Mais si une case suffit souvent à Sylvain Runberg, il a besoin de texte pour la remplir. Les 64 pages qu’il s’accorde pour chaque album l’obligent à ne laisser que le minimum de cases sans texte. Le texte et le dessin sont donc aussi important l’un que l’autre. Chez Denise Mina à l’inverse, le format plus long permet de faire progresser l’action sans la décrire : la narration est basée sur l’image, complétée par les dialogues. Une approche littéraire, une approche cinématgraphique ?


Réalisme et expressions

En réalité, la bande dessinée procède en partie de ces deux arts : elle est au carrefour des techniques d’expressions utilisées en littérature et au cinéma. Ce qui lui est propre en revanche, c’est le dessin ! Et ça tombe bien, Homs (et Carot) et le duo Andrea Mutti/Léonardo Manco auraient difficilement pu choisir des approches plus différentes….

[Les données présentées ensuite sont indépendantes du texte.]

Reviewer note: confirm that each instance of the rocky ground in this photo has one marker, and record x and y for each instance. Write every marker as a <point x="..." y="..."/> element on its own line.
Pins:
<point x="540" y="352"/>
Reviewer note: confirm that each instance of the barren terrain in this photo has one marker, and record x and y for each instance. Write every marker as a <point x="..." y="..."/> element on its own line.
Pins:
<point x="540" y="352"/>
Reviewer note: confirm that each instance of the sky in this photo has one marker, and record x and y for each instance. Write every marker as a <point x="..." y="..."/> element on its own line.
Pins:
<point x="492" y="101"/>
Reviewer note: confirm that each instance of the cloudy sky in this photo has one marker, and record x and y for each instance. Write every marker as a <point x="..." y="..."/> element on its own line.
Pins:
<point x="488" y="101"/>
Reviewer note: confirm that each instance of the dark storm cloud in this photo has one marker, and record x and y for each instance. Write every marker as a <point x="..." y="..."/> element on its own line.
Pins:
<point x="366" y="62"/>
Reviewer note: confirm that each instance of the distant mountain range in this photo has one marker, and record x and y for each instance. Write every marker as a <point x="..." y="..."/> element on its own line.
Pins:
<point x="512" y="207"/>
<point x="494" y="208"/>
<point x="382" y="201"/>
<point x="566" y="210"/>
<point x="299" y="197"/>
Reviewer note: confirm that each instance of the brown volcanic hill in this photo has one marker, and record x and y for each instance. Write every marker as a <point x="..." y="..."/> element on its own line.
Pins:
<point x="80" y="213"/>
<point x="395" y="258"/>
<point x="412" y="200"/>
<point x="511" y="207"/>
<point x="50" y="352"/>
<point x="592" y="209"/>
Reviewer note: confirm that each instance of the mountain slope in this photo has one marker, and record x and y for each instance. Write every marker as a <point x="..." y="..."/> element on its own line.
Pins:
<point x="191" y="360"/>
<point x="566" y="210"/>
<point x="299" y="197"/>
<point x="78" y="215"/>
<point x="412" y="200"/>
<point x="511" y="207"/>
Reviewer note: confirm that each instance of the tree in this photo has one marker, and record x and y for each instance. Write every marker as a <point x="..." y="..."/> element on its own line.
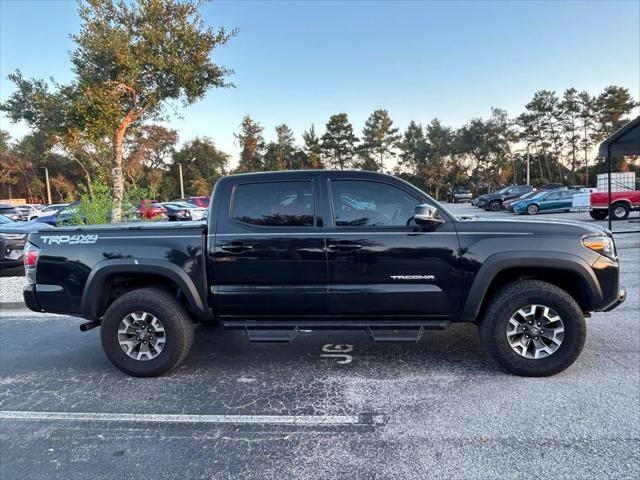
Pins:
<point x="612" y="107"/>
<point x="587" y="116"/>
<point x="285" y="147"/>
<point x="150" y="151"/>
<point x="312" y="148"/>
<point x="440" y="145"/>
<point x="202" y="165"/>
<point x="570" y="107"/>
<point x="338" y="142"/>
<point x="130" y="60"/>
<point x="379" y="137"/>
<point x="251" y="145"/>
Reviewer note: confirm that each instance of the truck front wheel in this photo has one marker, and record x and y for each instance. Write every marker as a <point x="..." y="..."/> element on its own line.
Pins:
<point x="146" y="332"/>
<point x="533" y="328"/>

Chez Homs, et Carot sur les tomes 3 et 4 de la version Dupuis, les visages sont exagérés. On y retrouve ici une caractéristique traditionnelle de la BD franco-belge : le semi-réalisme. Les décors sont réalisés avec un soin presque photographique, tandis que les visage sont légèrement exagérés et très expressifs. En effet, le nombre de pages moins important fait que chaque case est détaillée et doit donner beaucoup d’informations. Certaines passent ainsi par le texte des phylactères, d’autres par ce que fait le personnage, les dernières par ses expressions.

© Vertigo 2015 DC Comics

Le duo Mutti/Manco, au dessin de la version américaine, avait un objectif simple : coller à la réalité. Le dessin va donc rechercher le photo-réalisme : ni les personnages ni leurs expressions ne sont exagérés, les décors sont dessinés d’après modèle. Le véritable défi est de garder le tout lisible et clair; et c’est ici que la narration sans texte détaillant clairement les actions fait son effet. La compréhension de ce qu’un personnage ressent ou fait ne passe pas nécessairement par la seule expression de son visage.

Au-delà des personnages, les ambiances sont travaillées très différemment, elles aussi. Chez le duo Mutti/Manco, la tension est construite progressivement, grâce à une succession d’images sombres, cadrées comme les plans d’un thriller contemporain. Homs, lui, a préféré travailler sur les ombres et lumières qui permettent de créer la tension rapidement au détour d’une seule case. Au final, les techniques de dessin et de narration sont propres au format adopté par les auteurs : un comics pensé presque comme un film et une BD au carrefour de l’image et du texte.